La sentenza di assoluzione dei manager di Google, rei di non aver vigilato sull’inserimento di un video di sevizie su un bambino sulla propria piattaforma, afferma anche l’impossibilità dei provider a inserire filtri preventivi
La sentenza del caso Vivi Down è stata resa pubblica ieri. Oltre all’assoluzione dei tre manager di Google perché “il fatto non sussiste” è stato anche sancito che non spetta ai provider controllare in modo preventivo tutti i contenuti che vengono inseriti dagli utenti sulle loro piattaforme.
La vicenda
Nel 2010 tre manager di Google, che attualmente ha problemi di privacy con Google Wallet, erano stati condannati a 6 mesi di reclusione per non aver rimosso preventivamente un video in cui erano mostrate le sevizie subite da un bambino handicappato da parte dei compagni di scuola.
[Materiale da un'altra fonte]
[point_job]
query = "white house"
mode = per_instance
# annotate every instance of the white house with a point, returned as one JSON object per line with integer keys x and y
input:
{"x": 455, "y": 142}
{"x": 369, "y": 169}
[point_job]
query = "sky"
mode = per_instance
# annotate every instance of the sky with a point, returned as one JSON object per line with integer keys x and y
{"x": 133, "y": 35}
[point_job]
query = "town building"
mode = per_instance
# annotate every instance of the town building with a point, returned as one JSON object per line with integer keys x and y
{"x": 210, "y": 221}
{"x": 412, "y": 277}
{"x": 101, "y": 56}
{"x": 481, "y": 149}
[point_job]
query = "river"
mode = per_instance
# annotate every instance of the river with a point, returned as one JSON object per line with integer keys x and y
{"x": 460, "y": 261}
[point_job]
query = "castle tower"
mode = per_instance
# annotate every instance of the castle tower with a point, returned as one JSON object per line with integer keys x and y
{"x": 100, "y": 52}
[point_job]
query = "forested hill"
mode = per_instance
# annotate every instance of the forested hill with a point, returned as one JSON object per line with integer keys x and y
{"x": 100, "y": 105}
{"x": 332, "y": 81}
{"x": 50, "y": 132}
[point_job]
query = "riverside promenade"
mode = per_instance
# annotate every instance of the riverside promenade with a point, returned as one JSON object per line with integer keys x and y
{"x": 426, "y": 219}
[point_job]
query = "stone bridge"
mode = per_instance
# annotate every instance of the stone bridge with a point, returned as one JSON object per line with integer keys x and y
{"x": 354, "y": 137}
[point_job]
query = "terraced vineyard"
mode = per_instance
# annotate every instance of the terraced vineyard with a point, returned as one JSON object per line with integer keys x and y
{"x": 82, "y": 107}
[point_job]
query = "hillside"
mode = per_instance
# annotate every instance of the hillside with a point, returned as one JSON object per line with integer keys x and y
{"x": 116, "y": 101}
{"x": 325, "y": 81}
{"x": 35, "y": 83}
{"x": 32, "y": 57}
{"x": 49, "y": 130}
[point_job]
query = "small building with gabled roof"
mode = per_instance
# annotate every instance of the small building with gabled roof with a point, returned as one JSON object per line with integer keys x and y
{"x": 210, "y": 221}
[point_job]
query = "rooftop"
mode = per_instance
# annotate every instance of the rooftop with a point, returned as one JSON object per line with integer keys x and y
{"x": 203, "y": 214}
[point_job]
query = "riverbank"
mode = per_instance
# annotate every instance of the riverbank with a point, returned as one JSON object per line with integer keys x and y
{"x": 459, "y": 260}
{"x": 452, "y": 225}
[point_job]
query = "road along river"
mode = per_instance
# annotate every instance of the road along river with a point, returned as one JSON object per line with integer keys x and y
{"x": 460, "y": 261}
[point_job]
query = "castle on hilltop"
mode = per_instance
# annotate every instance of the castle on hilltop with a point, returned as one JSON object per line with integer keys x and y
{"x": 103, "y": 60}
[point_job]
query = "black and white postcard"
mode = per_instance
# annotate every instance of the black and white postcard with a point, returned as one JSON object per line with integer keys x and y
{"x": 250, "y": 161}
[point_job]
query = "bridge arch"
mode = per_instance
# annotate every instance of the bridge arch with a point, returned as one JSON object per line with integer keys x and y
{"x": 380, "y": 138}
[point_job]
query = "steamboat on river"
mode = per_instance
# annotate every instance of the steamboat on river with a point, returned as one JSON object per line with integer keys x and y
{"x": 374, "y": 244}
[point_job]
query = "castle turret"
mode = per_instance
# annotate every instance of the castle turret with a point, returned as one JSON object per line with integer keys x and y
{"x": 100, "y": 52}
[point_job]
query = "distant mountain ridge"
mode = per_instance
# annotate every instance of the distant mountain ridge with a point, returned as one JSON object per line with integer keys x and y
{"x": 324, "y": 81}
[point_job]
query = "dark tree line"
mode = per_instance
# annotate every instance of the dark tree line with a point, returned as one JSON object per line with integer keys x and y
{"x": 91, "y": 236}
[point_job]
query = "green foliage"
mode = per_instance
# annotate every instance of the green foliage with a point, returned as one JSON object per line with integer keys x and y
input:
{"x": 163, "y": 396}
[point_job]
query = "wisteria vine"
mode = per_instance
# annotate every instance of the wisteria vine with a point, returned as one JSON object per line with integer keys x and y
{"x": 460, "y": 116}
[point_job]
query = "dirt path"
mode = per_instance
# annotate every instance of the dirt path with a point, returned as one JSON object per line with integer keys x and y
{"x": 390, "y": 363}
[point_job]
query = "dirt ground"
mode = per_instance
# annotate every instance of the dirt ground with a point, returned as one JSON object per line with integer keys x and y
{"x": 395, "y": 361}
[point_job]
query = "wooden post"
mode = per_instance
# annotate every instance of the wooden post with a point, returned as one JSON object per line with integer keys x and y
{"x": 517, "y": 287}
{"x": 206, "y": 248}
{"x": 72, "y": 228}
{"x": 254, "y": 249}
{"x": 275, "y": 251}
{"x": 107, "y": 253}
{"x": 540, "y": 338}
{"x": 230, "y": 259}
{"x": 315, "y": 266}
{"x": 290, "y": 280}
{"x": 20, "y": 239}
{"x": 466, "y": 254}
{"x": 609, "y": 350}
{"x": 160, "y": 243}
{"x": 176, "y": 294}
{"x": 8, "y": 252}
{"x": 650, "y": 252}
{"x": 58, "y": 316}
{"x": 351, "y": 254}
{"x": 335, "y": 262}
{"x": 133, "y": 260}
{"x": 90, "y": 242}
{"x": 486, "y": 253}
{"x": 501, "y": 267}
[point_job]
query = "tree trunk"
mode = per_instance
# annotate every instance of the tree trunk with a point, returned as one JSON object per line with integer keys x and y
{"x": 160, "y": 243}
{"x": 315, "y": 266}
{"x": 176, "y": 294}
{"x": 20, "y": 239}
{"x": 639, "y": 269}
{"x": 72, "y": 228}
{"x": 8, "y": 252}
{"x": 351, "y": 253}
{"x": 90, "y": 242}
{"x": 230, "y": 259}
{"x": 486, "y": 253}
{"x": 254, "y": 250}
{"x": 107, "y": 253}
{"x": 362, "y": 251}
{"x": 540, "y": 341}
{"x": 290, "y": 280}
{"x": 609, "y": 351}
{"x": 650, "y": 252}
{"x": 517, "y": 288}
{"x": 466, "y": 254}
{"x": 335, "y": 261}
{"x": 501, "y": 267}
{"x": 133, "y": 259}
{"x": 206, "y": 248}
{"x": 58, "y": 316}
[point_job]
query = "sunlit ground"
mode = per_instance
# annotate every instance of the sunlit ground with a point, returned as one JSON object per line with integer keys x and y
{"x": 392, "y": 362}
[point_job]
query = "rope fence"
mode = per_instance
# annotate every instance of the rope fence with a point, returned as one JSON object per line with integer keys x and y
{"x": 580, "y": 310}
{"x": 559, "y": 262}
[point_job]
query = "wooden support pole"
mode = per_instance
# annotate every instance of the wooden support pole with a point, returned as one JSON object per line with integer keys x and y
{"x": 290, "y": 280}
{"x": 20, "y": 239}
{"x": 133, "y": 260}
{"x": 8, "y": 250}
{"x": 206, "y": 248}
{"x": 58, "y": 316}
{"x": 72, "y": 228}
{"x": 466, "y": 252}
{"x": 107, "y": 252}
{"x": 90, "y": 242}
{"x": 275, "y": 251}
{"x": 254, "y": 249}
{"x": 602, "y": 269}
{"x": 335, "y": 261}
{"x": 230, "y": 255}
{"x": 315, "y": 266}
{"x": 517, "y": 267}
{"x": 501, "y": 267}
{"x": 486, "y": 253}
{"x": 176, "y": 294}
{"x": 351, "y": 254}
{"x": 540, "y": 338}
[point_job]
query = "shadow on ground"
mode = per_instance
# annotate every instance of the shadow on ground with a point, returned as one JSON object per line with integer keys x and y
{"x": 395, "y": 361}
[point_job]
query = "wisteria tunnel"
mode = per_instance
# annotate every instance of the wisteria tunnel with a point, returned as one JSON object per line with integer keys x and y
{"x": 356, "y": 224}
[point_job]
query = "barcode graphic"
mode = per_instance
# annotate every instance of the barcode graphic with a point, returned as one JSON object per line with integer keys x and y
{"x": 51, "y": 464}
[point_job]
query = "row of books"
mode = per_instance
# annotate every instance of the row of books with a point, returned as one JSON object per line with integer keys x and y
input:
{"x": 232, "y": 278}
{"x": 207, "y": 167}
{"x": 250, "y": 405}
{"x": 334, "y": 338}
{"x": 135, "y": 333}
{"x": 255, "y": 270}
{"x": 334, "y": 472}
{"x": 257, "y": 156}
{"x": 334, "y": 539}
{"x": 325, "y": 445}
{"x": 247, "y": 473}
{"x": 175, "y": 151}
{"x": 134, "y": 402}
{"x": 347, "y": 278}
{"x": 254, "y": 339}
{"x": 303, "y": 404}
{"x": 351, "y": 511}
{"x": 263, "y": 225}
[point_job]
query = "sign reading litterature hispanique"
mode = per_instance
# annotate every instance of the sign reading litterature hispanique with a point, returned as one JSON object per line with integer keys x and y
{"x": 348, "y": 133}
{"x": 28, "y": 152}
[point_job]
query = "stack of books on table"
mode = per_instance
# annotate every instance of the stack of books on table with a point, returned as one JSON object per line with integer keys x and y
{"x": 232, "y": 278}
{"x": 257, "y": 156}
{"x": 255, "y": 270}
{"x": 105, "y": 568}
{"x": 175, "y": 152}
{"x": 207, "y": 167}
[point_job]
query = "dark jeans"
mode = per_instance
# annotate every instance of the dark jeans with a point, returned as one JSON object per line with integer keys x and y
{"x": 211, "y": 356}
Al processo d’appello avvenuto nel 2012 la sentenza di primo grado viene annullata e i dirigenti vengono assolti perché “il fatto non sussiste”.
Una svolta epocale
La sentenza ha però una valenza molto importante per tutto il mondo del web. La Corte di Milano ha infatti affermato che i service provider non sono tenuti a dover installare filtri preventivi sulle loro piattaforme anche perché il servizio stesso ne sarebbe rallentato, oltre a limitare la libertà di espressione in Rete. “Demandare a un Internet provider un dovere-potere di verifica preventiva appare una scelta da valutare con particolare attenzione in quanto non scevra da rischi poiché potrebbe finire per collidere contro forme di libera manifestazione del pensiero.” – si legge nel documento ufficiale – “Va esclusa per il prestatore di servizi che fornisca hosting attivo la possibilità ipso facto di procedere a una efficace verifica preventiva di tutto il materiale immesso dagli utenti […] tale comportamento non può essere ritenuto doveroso in quanto non esigibile per la complessità tecnica di un controllo automatico”.